Building and Maintaining a Public Sign-up Database
Posted by Nicky Miller on Mon, May 03, 2010 @ 08:24 AM
Developing your public sign-up database for your emergency notification system can be a struggle. Building your database starts with creating public awareness and asking citizens to register cell phone numbers and email addresses. On a tight budget, getting the attention of the public can be daunting.
In February, TFCC client San Diego County Office of Emergency Services, teamed up with Papa John's Pizza to encourage residents to sign up to receive emergency notifications on their cell phone with the county's AlertSanDiego system. As an incentive for residents to register their cell phones for emergency updates, Papa John's Pizza offered the first 500 new registrants a free medium, one-topping pizza. This attention-getting offer was picked up by the media and spread through the social media sphere by bloggers, Facebook fans and Twitter followers resulting in over 500 residents registering during the first few hours of the campaign. Over 1,200 people registered on the first day of the campaign and within two weeks San Diego had grown their database by 2,500 contacts. By the end of February more than 3,500 residents signed up with AlertSanDiego. As a result of February's popular campaign, Papa John's and the County Office of Emergency Services partnered again during the month of April. For more insight on San Diego's Papa John's public sign-up campaign, visit their blog.
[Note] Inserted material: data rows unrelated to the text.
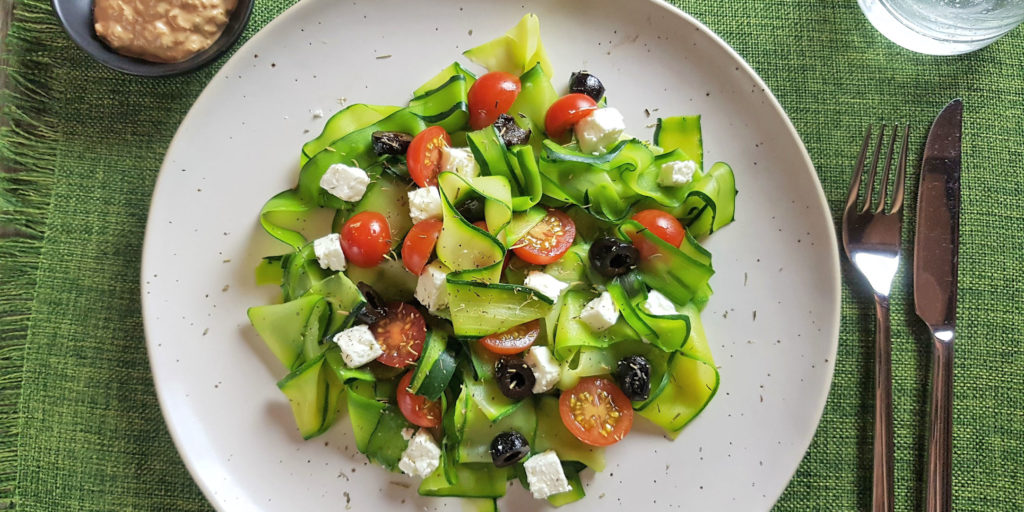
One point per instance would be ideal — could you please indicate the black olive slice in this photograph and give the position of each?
(375, 308)
(508, 449)
(515, 378)
(634, 377)
(390, 142)
(611, 257)
(588, 84)
(510, 132)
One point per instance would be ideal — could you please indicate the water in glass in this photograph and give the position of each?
(943, 27)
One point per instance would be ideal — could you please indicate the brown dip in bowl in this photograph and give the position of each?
(162, 31)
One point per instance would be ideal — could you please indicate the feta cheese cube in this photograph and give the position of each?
(546, 369)
(421, 457)
(597, 131)
(600, 313)
(658, 304)
(345, 182)
(545, 475)
(677, 173)
(329, 253)
(357, 346)
(431, 288)
(424, 204)
(545, 284)
(459, 161)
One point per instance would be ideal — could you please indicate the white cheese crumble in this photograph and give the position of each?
(546, 369)
(459, 161)
(597, 131)
(600, 313)
(545, 475)
(658, 304)
(431, 288)
(545, 284)
(677, 173)
(357, 346)
(345, 182)
(424, 204)
(421, 457)
(329, 253)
After building your database, the next challenge is keeping the contact information accurate and up-to-date. This proves to be especially challenging for higher education clients, since students take time-off, transfer and graduate.
Middlesex County College (MCC) recently sent the following message out to students and staff:
This message contains information only. There is no emergency.
You are enrolled in the Middlesex County College Emergency Notification System (ENS). If you would like to remain in the system, you do not need to do anything. If you are no longer attending or employed at Middlesex County College, please email your name and the email address you used to sign up to RemoveENS@middlesexcc.edu and we will remove you from the system.
If you would like to edit any information in the system, please log on to CampusCruise and make the appropriate changes to your ENS account.
This message contains information only. There is no emergency.
Afterwords MCC saw the number of contacts in their database reduce by 8% resulting in a more accurate database. This same message can be modified and sent out to the general public.
What have you done to build awareness for your emergency notification system and your database? What worked and what didn't? How do you maintain your database? Please don't hesitate to share your suggestions and success stories.